第9話
トン……ト……ト……トン………
耳が外の音を拾う、誰かが歩いているような音だ。音をなるだけ出さないように、忍んでいるような音。
矢井田隈(やいだ くま)は息苦しさを覚えて目が覚めた。
壁にもたれかかって頭をがくんと前に垂れた状態で寝ていたようだ。喉の肉がつかえたせいで苦しかったんだ。あまりいい目覚めではなかったことは間違いない。加えて床に直接座っているのも、嫌な気分に拍車をかける。
これでも綺麗好きなほうなんだ。
隈は床の前方に投げ出している両足を見る。いつも着ているおきにのジャージだ。動きやすくて丈夫、文句のつけどころがない。買ってから数年経つけど、飽きない。スニーカーもいつも散歩の時に履くおきにだ。でも、今日はまだどこにも出かけていないような。
上半身は七分袖のシャツを着ている。このシャツとジャージは隈の部屋着だ。やっぱり自宅にいたと思うんだが…ふむ、と隈は頭に手をやって撫でる。
ト……ト…
先ほど聞いた足音はさらに遠ざかっていったようだ。
「なんだ、これ」
シャツの裾に黒いすすがついている。立ち上がって確認してみると、ジャージにも焼け焦げたような箇所が数カ所あった。
「まじかよ、これ一張羅なのに」
誰に言いたいわけではないが、不満はしっかりと声になり小さいが口から声が出た。そして慌てて口を押さえる。
「……
………」
人の話し声が聞こえる。部屋の扉に目をやる。扉は閉まっているのに、外の音が聞こえるなんて、あちこち隙間だらけじゃないかと隈は毒づき、また滅入る。
たくさんの外敵をシャットアウトしてくれる壁が何よりも頼もしいと思って毎日暮らしている。自室は両親に頼んで完全防音にしてもらった。
クラリネット奏者になるというのが隈の建前の夢だ。クラリネットをやるためには防音がいい、練習は24時間やりたいからという理由で両親を説得した。
家は音楽一家で、両親ともに隈には素晴らしい奏者になってほしいと願っている。だから利用した。

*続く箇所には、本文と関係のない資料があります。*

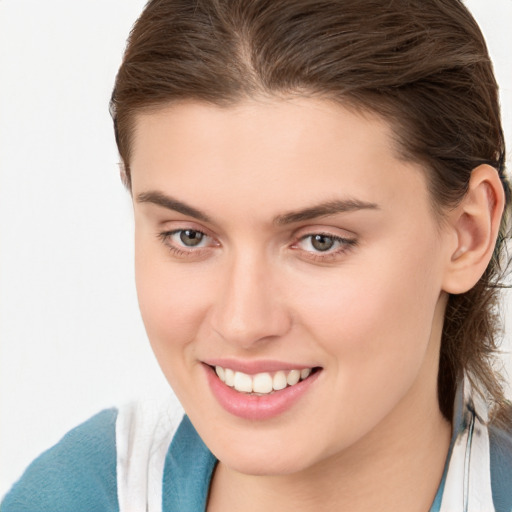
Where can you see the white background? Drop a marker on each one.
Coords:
(71, 339)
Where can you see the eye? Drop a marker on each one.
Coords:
(323, 245)
(322, 242)
(186, 241)
(191, 237)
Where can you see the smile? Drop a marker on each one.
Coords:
(261, 383)
(259, 395)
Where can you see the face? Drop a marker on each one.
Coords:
(283, 247)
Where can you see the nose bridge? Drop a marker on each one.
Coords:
(249, 308)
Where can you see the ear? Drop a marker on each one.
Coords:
(475, 223)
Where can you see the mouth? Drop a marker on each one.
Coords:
(263, 383)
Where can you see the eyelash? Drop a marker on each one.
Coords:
(345, 244)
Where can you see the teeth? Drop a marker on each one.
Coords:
(229, 376)
(293, 377)
(304, 374)
(261, 383)
(279, 381)
(243, 382)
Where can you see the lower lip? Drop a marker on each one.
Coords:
(254, 407)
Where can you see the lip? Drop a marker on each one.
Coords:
(254, 407)
(254, 367)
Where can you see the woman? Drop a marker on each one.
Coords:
(320, 208)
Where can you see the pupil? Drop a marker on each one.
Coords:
(322, 242)
(190, 237)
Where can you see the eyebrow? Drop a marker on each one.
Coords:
(172, 204)
(321, 210)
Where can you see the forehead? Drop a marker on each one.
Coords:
(264, 152)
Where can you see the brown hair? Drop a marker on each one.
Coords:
(421, 65)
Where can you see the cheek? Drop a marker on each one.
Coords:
(172, 299)
(376, 317)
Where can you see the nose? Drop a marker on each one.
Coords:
(249, 308)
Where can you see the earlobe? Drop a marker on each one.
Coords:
(475, 222)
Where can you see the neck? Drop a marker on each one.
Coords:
(398, 467)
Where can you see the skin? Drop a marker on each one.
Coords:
(368, 434)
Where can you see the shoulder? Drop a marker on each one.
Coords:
(78, 473)
(500, 441)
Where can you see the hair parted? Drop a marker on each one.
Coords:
(421, 65)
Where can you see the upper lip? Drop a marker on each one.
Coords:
(257, 366)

もちろんクラリネットの練習なんてしていない。が、隈には両親に愛されている自信があった。嘘がばれる時なんて来ないだろう。
自分の世界に浸るためには、外の音が入らないほうがいいんだ。いや、内の音が外に出て行かないという方が重要かもしれない。
それでも隈の耳が良いことは、事実だった。石壁の隙間から音が漏れてきているのは確かだが、それでも隈の耳のレベルだからなんの音か判断出来ている。音自体を捉えている。

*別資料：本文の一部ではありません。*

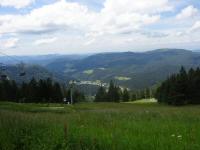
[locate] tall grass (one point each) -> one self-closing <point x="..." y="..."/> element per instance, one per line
<point x="99" y="126"/>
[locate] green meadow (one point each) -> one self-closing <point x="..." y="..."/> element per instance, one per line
<point x="99" y="126"/>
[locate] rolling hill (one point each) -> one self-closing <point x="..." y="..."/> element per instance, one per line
<point x="129" y="69"/>
<point x="135" y="70"/>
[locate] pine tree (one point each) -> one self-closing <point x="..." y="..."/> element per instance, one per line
<point x="125" y="95"/>
<point x="101" y="95"/>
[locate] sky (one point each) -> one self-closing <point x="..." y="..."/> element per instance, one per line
<point x="32" y="27"/>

自分以外にも人がいるというのは確定したが、果たしてその人物が自分の味方か、敵かはまだ分からない。その時、急に隈は思い出す。
「そうだ、気を失ったんだ。風がふいてきて、顔がぼぉっと熱くって。
逃げてたんだ、誰かに追われて、殺されるって思ったんだ、そうだ、そうだよ」
段々と思い出すほどに恐怖もよみがえり、四肢の末端が驚くほど震える。
どうして忘れてたんだ。
手に、なにか凶器を持ってた奴が真っ直ぐ隈に向かっていた。木がはぜる音がすぐ横からしてきてびびる。かっこよくびびりたいのに。

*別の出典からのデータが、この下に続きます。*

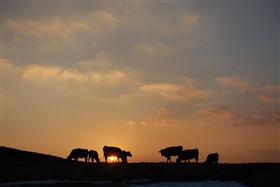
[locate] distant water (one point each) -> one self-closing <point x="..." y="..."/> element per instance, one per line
<point x="192" y="184"/>
<point x="137" y="183"/>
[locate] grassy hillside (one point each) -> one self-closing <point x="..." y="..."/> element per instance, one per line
<point x="17" y="165"/>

一瞬でも躊躇している間に、奴と隈との距離は縮んでいく。
すぐに山の上に向かって駆け出す。土地勘がないからどこに逃げたって勝算はほとんどかわらない。それなら、ただがむしゃらに奴から距離を稼ぐのが一番だ。
燃えている山の中ダッシュで、服が汚れたんだ。そこまで思い出すが、そのあとの記憶がごっそりと行方不明だ。
隈は不甲斐なさに、力なく笑う。
「誰が、おれをこんなところへ?」
改めてぐるりと室内を見渡す。燃えていたあの場所よりは、過ごしやすいと言えるかもしれないが、こんな狭い部屋にいると自分が収監されているような気がしてくる。決していい気持ちはしない。
まずは、ここから出よう。でもさっき聞こえた音、声。そいつには警戒をした方がいい。もしかしたら、さっき自分を追ってきた奴かもしれない。油断してはいけない。
でも、味方の可能性も捨ててはいけない。猜疑心をもって接すると、向こうにも良くない空気が伝わる。お互い緊張状態だと、無駄に悪い方に向かってしまうことがあるから。出方を間違えてはいけない。
そっと扉を押す、なるだけ音をたてないように。まずは状況把握しなければ。
金属と石が触れて、どうしても多少の音をたててしまう。
キュ…ギ…キュキュ…
それでも、少しずつ扉の隙間を広げていく。投げやりになってはいけない。
やっと片目が覗けるくらいになった。隈の右目が捉えたのは、あごのラインまでの黒髪を心許なさそうに整えている少女の姿だった。